Thursday, April 26, 2012

Need a mining job? Head to Ecuador

Ecuador needs at least 300 mining engineers and geologists in the near future to be able to deliver on its recent mining contracts, but only about 40 such professionals graduate annually from six universities that offer those programs, according to the agency that regulates Ecuador’s mining industry.

The Agencia de Regulación y Control Minero (ARCOM) says some of the reasons for the shortage of mining graduates include the limited number of academic programs offered in this area, the high cost to universities which offer them, and an overall lack of student interest in these professions.

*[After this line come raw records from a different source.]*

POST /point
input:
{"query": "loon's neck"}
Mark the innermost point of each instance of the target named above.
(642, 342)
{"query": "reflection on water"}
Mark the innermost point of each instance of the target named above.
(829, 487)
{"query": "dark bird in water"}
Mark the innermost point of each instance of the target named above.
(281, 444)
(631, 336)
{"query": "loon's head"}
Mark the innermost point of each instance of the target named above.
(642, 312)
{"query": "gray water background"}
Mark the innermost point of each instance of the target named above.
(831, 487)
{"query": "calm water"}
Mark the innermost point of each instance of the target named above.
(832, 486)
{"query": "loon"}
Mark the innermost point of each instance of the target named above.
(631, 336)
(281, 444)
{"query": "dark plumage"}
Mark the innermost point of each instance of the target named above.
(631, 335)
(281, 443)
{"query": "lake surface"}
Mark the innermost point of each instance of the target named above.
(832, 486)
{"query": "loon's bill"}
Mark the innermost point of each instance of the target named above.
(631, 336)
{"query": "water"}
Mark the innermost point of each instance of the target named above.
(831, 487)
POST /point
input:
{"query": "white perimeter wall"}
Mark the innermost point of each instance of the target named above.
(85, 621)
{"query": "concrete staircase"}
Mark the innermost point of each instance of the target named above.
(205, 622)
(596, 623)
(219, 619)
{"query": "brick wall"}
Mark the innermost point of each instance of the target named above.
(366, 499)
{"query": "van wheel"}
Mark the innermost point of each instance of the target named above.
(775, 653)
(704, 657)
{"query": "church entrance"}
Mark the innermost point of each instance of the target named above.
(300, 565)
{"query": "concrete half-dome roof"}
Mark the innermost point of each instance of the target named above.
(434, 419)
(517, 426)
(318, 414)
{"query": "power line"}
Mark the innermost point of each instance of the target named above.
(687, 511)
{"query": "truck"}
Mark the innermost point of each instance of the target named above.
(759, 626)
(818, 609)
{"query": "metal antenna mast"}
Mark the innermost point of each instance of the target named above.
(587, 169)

Jaime Jarrin, ARCOR’s executive director, added yet another reason for the shortage is that mining engineers and geologists are also needed by Ecuador’s highway construction, petroleum extraction and hydroelectricity industries. Additionally, the country lacks other professionals with knowledge of the mining industry, such as economists and lawyers.

However, because of the mining sector’s increasing demand for skilled labour, and since the employment rate is high, these programs are becoming more popular with students.

“All of our graduates have jobs,” Carlos Ortiz, director of the Engineering Mining School at the Universidad Central en Quito, was quoted as telling BBC News earlier this month. “There isn’t a single one that is unemployed due to a lack of options in mining.”

Last month, Ecuador signed a contract with the Chinese company Ecuacorriente to develop the country’s fist copper mining megaproject. In addition, four more contracts are in the pipeline to be signed this year: Kinross Gold Corp’s Fruta del Norte gold mine; International Minerals’ gold and silver property, Rio Blanco; IAMGOLD’s Quimsacocha gold mine; and a second deal with Ecuacorriente around the major copper project Panantza-San Carlos.

In this context, Ecuador may have to import skilled mining labour to meet its mining obligations. According to Ecuadorian law, 80% of mining workers must be nationals, leaving 20 per of the jobs to be filled by foreigners.

“Our country is experiencing a new era in mining,” noted ARCOR’s Jarrin. “It is a reality that we need mining experts and our deficit in this area is one we must solve with the help of government, our universities and the private sector.”